A glimpse into the future of cinema: The ultimate guide to A.I. art for film/animation/VFX September 2022
What a great time to be alive! Human ingenuity, married with the speed of the parallel processors of A.I. is birthing a new way to create/produce art and motion pictures each day. Every day is a fact when I declare it; it is not just a question of speech. The generative A.I. community produces new findings so quickly that you may know something inside and out one day and be completely irrelevant the next. Hence, staying current with models, notebooks, and inventions requires ongoing research, development, and updating your Rolodex of resources. I plan to publish an article about the latest inventions and creative samples from the A.I. community regularly so that you do not need to do so. So be sure to follow my page to stay informed about all things creative A.I.
Obviously, A.I. offers many tools for film production, including reading/optimizing scripts for sales, distribution, editing (facial recognition), character creation, subtitles… This article, however, only focuses on cutting-edge artistic A.I. technologies that independent filmmakers are now experimenting with. Since most of these tools are open source, the entire creative A.I. community is contributing to their development, alongside the people who wrote them. Yes, they are not yet “big screen” ready because A.I. motion pictures are still in their infancy, but it won’t be long until these generative technologies become the love child of Hollywood and technology.
Deforum (Based on Stable Diffusion)
If A.I. art was the invention of photography, then A.I. used in film for VFX is like the discovery of sequencing celluloid films to make motion pictures. Recent months have seen a surplus of generative A.I. and notebooks of text-to-image based models and notebooks, such as Dalle2, Midjourney, Stable Diffusion… This notebook, Deforum, is based on Stable Diffusion (by Stability AI) and is helping us get one step closer to temporal coherence in animation.
Until Deforum (Stable Diffusion), artificial networks’ capacity to re-create famous actors has been wonky, but as you’ll see in Michael Carychao’s sample below, it is improving daily. In a couple of years, we’ll be able to write “Brad Pitt dancing like James Brown and be able to have a screen-ready coherent result. Crazy, I know. I told you… it s a great time to be alive!
Stable Diffusion Text-to-Image Checkpoints for Runway ML (coming soon)
My favorite way to use A.I. is when it helps me save from the 3Ds — dirty, dull, and dangerous. This is the perfect example.
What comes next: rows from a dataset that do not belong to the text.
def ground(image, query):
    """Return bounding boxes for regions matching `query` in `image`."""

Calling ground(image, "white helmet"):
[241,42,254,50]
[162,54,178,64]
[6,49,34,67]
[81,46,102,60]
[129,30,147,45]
Patrick Esser, a research scientist at Runway ML Tweeted about this mind-bending VFX capacity that runs on Stable Diffusion that they will soon release in Runway ML.
Those that are avid readers of my Medium blog know that, the main point for humans to remain relevant in the age of A.I. (which is also the age of Aquarius, in other words, The Age of Consciousness) is to focus on WHY we are doing what we are doing, not the HOW. As in this VFX example, the machines will always handle the how. In the artisanal, the craft will be an option and no longer a requirement for the success of an oeuvre, a creation, or a motion picture.
Implementing A.I. into the Unreal Engine
If you are messing with A.I. and you work in VFX and/or you are in virtual production, let me guess, all you can think about is how to integrate A.I. into Unreal Engine. Rightfully so! Even if the possibilities for incorporating generative art models into UE (Unreal Engine) are limitless, people who have explored this area are few and far between.
The music group Sagans made it to UE newsletter when they implemented A.I. (Disco Diffusion 5 as a style, combined with, I am guessing, VQGAN) for their 3D landscapes and for their Meta Human character. Disco Diffusion clamps into details. As a result, if you have an empty wall or window, it will have difficulty generating visuals there. It will cling to the existing noise, such as the window frame or graffiti on the wall.
Another A.I. + UE experiment: Daniel Skaale, who works for Khora VR has posted this sample below, where he has carried a 2D image that he has created in midjourney into Unity HDRP. This is great, but generating in real-time in UE or HDRP is still an unexplored territory (as of September 1st 10am).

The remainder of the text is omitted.